Elephant Mountain and Indian Fortress

Elephant Mountain 3926′ and Indian Fortress 3342′

Phoenix Area: Spur Cross Ranch, New River Mountains

Total Time: 5:00

Round Trip Mileage: 8.9 miles

Elevation Gain: 2500′

Class III

Trailhead: Spur Cross Ranch- $3/ person, pit toilets

Companions: Holly




 Spur Cross Ranch is a relatively recent addition to the Maricopa County Parks system, 2,154 acres of mountainous desert at the southern end of the New River Mountains and the northern-most aspect of the Valley. Looking to do something longer over the holiday weekend, I suggested we explore this area as part of a loop hike and tag Elephant Mountain and Indian Fortress. I hadn’t read any trip reports on the two, but from the topo and Google Earth, it seemed like a straight forward jaunt up the ridgeline. How bad could it be? We left our home and found our way to the trailhead under extremely cold and windy conditions, with puddles frozen along the dirt road, and 40 mph winds expected throughout the day. We paid our $3 to a volunteer manning the gate, and headed out on the old ranching road.
Trailhead.
Trailhead.
Old ranching road.
Old ranching road.

The road dropped into a broad wash and continued on the other side, climbing one of the many small ridges spilling off the higher New River Mountains. Elephant Mountain looked impressive from this angle, and Indian Fortress looked virtually unclimbable without technical gear. The trail dipped in and out of washes several times, bringing us closer to the east side of Elephant Mountain.

Approaching Elephant and Indian Fortress.
Approaching Elephant and Indian Fortress.

When we were about halfway to the saddle, the trail dipped into a wash and stayed low, weaving around rocks or up onto the banks to avoid larger obstacles. It was probably the most enjoyable part of the day, and one of the few places where we weren’t being blasted by the wind. Leaving the wash, the trail began to climb steeply towards the saddle, and we hunkered down for a break before subjecting ourselves to the violent wind we could see whipping above at the saddle.

Following the trail up north slopes to the saddle.
Following the trail up north slopes to the saddle.

Somewhat dreading the windy punishment in store, we continued on to the saddle, where I was pleased to find an easy trail to the summit of Indian Fortress.
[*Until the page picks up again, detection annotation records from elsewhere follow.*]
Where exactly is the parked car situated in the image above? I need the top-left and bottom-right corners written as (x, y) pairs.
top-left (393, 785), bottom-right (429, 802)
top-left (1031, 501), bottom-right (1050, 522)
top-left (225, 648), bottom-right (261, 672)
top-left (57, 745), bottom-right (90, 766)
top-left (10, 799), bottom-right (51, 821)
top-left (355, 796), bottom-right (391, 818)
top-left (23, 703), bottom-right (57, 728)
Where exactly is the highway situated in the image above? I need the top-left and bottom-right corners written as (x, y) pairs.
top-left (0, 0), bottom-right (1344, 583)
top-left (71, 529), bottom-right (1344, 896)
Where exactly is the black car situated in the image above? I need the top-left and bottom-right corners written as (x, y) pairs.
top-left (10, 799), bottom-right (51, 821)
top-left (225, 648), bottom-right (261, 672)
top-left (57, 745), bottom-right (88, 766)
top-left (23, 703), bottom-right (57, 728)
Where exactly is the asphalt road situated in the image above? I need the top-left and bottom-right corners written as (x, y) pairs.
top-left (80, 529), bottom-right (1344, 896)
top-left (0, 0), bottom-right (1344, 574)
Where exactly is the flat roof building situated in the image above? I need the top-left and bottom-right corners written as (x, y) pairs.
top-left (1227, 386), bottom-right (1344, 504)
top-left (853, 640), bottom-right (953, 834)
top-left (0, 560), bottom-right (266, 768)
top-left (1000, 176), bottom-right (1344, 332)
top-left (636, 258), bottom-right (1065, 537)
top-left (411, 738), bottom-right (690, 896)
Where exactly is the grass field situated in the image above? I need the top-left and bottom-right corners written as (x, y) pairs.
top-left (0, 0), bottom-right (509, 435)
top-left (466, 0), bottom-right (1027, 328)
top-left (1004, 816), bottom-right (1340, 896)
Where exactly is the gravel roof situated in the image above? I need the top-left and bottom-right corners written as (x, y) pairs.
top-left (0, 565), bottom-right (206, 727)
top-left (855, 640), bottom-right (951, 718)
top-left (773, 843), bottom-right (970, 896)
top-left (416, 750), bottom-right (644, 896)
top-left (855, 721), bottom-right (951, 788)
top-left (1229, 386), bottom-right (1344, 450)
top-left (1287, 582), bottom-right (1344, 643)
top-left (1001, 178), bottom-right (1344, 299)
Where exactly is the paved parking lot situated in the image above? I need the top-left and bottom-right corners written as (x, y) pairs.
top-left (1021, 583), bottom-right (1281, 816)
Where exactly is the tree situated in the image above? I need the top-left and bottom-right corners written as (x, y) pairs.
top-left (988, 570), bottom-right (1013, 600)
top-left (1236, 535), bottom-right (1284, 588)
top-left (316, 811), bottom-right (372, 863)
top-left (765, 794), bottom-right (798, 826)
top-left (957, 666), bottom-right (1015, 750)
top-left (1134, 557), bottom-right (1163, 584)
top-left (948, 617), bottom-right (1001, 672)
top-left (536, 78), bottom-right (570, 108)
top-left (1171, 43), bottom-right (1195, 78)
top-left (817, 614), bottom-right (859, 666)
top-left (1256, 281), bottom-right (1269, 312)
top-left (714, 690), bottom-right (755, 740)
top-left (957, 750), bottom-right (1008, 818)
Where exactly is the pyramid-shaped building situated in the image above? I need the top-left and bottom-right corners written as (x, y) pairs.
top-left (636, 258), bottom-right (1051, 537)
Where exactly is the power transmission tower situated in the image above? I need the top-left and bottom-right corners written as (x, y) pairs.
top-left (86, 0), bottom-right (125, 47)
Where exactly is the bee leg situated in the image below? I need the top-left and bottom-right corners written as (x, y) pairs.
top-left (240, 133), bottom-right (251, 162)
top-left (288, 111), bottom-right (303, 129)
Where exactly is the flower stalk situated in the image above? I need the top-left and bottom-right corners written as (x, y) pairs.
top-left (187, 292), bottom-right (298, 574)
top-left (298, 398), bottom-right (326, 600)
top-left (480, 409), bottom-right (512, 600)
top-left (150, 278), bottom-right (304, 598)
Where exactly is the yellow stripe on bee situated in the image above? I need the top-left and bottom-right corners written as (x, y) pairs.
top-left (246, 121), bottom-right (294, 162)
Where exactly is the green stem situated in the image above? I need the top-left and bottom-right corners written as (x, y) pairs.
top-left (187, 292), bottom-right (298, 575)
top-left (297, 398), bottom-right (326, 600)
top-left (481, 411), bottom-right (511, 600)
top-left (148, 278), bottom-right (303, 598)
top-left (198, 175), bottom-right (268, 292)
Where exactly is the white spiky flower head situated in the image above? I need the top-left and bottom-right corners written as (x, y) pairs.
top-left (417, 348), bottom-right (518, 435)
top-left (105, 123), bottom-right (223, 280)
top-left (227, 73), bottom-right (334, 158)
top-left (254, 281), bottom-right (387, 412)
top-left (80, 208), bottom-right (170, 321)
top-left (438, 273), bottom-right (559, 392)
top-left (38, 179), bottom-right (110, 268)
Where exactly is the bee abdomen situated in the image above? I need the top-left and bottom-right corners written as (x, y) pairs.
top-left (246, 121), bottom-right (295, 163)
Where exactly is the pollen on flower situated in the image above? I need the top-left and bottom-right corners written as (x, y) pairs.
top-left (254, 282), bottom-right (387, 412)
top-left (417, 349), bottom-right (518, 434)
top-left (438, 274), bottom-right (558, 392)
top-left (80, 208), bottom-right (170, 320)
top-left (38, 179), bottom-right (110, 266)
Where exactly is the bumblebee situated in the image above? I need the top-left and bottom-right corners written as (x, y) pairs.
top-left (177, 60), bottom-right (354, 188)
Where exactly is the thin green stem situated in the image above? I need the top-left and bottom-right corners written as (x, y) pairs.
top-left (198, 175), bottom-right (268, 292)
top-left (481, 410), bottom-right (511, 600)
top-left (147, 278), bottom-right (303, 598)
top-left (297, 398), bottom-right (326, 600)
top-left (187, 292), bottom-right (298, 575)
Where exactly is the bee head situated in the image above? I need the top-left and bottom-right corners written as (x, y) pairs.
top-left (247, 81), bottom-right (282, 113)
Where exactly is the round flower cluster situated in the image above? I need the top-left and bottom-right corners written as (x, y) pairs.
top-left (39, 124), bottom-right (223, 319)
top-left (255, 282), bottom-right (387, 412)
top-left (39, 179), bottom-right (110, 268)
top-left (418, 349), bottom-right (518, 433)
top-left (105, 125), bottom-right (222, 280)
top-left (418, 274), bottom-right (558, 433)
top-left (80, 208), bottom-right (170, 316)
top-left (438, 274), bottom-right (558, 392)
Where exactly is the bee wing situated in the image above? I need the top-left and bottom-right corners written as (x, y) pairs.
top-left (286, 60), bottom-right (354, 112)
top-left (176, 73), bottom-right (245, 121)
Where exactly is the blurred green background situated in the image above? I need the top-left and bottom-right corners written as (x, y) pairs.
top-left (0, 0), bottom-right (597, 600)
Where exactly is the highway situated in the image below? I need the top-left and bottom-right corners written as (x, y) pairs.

Just below the summit is a handful of walls from Native American ruins, likely Sinagua. There wasn’t much left to them, and with no where safe to hide from the wind, we quickly headed back to the saddle to find shelter and eat an early lunch.

Native American ruins.
Native American ruins.
View atop the Fortress.
View atop the Fortress.

Up until this point, aside from the wind, the day had been going quite well, and the summit I had been concerned about, Indian Fortress, was quite trivial. From below, it was difficult to see around some volcanic cliffs along Elephant Mountain’s east ridge, but it looked like it would ‘probably’ be straightforward. Unfortunately, the 40 mph winds would complicate things. We started up the steep, sometimes loose slope heading directly towards the volcanic cliffs on the ridgeline. We stayed to the north, looking like the safest bet from below.

Headed up the steep ridge.
Headed up the steep ridge.

Hitting the rock formation we found little caves with cholla husks from pack rats, but sadly little relief from the wind. Initially, a narrow trail wove around the base of the cliffs, but this disappeared into a loose, rock filled gully, probably the worst part of the day. Holly didn’t hesitate and headed up the loose rock, climbing about 50′ to rejoin the ridgeline. For a short time, the going was a bit easier, with the grade easing as we closed in on the summit. We found a spot where the trail dipped off the ridge and found the first true, windless spot of the day. We stopped here, eyeing the route ahead. The ridge abruptly narrowed and steepened, with cliffs to the north and loose talus to the south, a thin use trail charging up the ridgeline. In reality, anyone who does this kind of thing with any frequency wouldn’t have thought much about this section, but our calm, windless spot was funneling the winds higher up, making that narrow section of ridge the windiest part of the day, probably 60-70 mph gusts.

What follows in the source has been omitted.